昭和46年度において、貸付業務では、計画は、当初3447億8100万円であったが、その後の改訂により4085億8700万円になった。これに対し、貸付契約額は4085億4839万余円で、前年度に比べて1197億5089万余円増加している。貸付契約額を貸付けの種別ごとにみると、次のとおりである。
一般住宅資金貸付 | 2889億0562万余円 | |
産業労働者住宅資金貸付 | 38億3048万円 | |
市街地再開発住宅等資金貸付 | 480億5869万円 | |
宅地造成等資金貸付 | 677億5360万円 |
このうち前年度に比べて増加の著しいものは、一般住宅資金貸付(929億4563万円増)および宅地造成等資金貸付(248億8170万円増)である。
46年度の貸付実行額は、前年度までの貸付契約に基づいて46年度に貸付実行した分を含め3575億4147万余円で、前年度に比べて901億8399万余円増加している。
貸付実行額から回収額等1028億3268万余円を差し引いた貸付金の年間純増加額は2547億0878万余円であり、年度末貸付金残高は158万余件1兆3875億4656万余円になっている。 このうち弁済期限を6箇月以上経過した元金延滞額は10億8070万余円(うち1年以上延滞のものは9億4401万余円)で、前年度末に比べて2億0302万余円(1年以上延滞のものでは6845万余円)減少している。この元金延滞額のうち8億3466万余円(77.2%)は産業労働者住宅貸付および中高層耐火建築物等貸付の分である。
46年度中の資金交付額は3575億4147万余円で、この原資には、資金運用部資金からの借入金2963億円、簡易生命保険及郵便年金の積立金からの借入金230億円、宅地債券の発行による収入金19億8363万余円および回収金等362億5783万余円を充当している。

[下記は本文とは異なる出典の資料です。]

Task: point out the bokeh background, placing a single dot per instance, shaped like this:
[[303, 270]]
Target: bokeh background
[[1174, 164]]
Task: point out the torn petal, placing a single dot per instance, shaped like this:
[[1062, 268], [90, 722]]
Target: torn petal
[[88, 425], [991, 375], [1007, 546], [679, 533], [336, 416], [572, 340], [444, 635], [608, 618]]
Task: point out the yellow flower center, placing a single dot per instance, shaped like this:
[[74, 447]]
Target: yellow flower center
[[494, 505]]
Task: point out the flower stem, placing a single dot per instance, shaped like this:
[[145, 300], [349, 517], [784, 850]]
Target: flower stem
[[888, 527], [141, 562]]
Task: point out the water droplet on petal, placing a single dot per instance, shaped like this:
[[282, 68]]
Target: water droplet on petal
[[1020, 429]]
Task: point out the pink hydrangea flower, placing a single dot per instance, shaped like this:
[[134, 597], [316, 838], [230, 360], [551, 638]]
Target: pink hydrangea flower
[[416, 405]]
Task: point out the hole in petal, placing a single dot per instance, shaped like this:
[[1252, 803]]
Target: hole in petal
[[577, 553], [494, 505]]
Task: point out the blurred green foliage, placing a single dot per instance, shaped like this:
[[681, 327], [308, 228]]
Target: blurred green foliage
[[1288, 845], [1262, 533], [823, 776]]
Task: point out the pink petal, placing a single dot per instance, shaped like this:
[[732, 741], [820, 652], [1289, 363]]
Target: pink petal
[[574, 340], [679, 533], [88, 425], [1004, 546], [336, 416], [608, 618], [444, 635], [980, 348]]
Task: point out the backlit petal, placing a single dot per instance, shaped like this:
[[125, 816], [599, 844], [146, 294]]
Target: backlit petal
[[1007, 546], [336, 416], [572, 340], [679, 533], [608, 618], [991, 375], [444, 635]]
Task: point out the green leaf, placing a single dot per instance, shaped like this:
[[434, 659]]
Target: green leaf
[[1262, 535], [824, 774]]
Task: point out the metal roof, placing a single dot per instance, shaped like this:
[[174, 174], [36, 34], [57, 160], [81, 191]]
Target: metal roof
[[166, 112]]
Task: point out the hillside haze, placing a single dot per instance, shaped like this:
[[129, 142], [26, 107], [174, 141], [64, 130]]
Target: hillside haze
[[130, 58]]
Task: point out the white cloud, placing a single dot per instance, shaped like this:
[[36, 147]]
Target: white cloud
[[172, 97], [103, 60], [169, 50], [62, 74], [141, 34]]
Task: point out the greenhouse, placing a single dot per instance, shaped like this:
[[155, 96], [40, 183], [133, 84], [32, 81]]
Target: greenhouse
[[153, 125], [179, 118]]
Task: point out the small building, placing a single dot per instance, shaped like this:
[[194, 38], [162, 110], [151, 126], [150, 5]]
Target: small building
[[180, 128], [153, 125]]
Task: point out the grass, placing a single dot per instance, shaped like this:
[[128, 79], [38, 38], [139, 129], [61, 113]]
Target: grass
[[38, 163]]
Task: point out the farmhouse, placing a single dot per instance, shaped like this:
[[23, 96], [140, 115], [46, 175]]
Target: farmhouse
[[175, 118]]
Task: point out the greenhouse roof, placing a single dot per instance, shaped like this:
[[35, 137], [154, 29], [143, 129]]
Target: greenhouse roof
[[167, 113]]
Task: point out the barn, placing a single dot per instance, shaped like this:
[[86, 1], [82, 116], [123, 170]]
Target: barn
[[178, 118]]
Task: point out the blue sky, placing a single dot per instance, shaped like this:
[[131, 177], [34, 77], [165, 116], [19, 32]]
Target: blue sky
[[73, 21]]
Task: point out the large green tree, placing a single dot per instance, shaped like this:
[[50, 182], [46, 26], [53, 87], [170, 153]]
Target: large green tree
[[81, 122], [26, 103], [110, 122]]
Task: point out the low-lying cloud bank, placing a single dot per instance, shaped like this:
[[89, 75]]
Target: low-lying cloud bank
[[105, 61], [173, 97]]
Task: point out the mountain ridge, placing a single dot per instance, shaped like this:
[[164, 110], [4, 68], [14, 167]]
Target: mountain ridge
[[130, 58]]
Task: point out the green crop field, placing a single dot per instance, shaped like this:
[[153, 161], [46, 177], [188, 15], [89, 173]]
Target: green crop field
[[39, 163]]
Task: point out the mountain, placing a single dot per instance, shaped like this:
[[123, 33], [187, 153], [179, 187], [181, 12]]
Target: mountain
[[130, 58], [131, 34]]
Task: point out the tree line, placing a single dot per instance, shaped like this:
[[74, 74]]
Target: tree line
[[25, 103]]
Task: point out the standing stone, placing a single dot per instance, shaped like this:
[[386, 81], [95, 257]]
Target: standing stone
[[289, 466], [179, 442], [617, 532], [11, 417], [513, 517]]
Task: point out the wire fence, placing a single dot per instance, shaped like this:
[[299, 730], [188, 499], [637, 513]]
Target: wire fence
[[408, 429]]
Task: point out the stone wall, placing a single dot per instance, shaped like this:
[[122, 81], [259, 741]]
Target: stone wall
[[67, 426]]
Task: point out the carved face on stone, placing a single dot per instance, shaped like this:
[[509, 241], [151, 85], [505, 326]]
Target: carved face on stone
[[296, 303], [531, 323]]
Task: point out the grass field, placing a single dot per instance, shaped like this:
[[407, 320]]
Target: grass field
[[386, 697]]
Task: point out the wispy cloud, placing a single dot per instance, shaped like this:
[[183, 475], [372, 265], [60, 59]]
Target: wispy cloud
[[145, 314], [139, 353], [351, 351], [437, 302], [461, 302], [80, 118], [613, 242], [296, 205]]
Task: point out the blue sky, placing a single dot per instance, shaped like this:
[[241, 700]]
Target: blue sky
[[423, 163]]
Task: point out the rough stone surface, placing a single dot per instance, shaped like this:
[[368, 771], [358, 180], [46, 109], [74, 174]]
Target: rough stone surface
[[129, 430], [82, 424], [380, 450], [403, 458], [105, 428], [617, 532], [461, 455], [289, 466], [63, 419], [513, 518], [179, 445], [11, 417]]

また、住宅融資保険業務では、金融機関との間に保険関係が成立する保険金額を450億円と予定した。これに対し、保険関係が成立した保険金額は387億2387万余円になっている。
46年度において、貸付業務では、利益は、貸付金利息768億8577万余円、一般会計より受入107億6500万円等900億5845万余円、損失は、借入金利息733億8586万余円、業務委託費75億4265万余円、事務費30億0739万余円等滞貸償却引当金繰入前で885億7056万余円になり、差額14億8789万余円を全額滞貸償却引当金に繰り入れたため利益金を生じなかった。この繰入額は年度末貸付金残高の1000分の1.07に相当し、これを加えた滞貸償却引当金107億2275万余円は年度末貸付金残高の100分の0.77になっている。
また、住宅融資保険業務では、利益は5億1761万余円、損失は3億0557万余円で、差引き2億1203万余円の利益金を生じたので、これを積立金として積み立てた。
46年度の総収益率は6.86%で、前年度に比べて一般会計からの受入額が36億6800万円増加したことなどにより0.17%上昇している。滞貸償却引当金繰入前の経費率は6.72%で、前年度に比べて0.06%上昇しており、これは、業務委託費率等は低下したが、貸付けの原資に占める借入金の構成割合が増加したため借入金利息率が上昇したことによるものである。なお、一般会計からの受入額を除いた収益率は5.98%になり、上記の経費率を0.74%下回っている。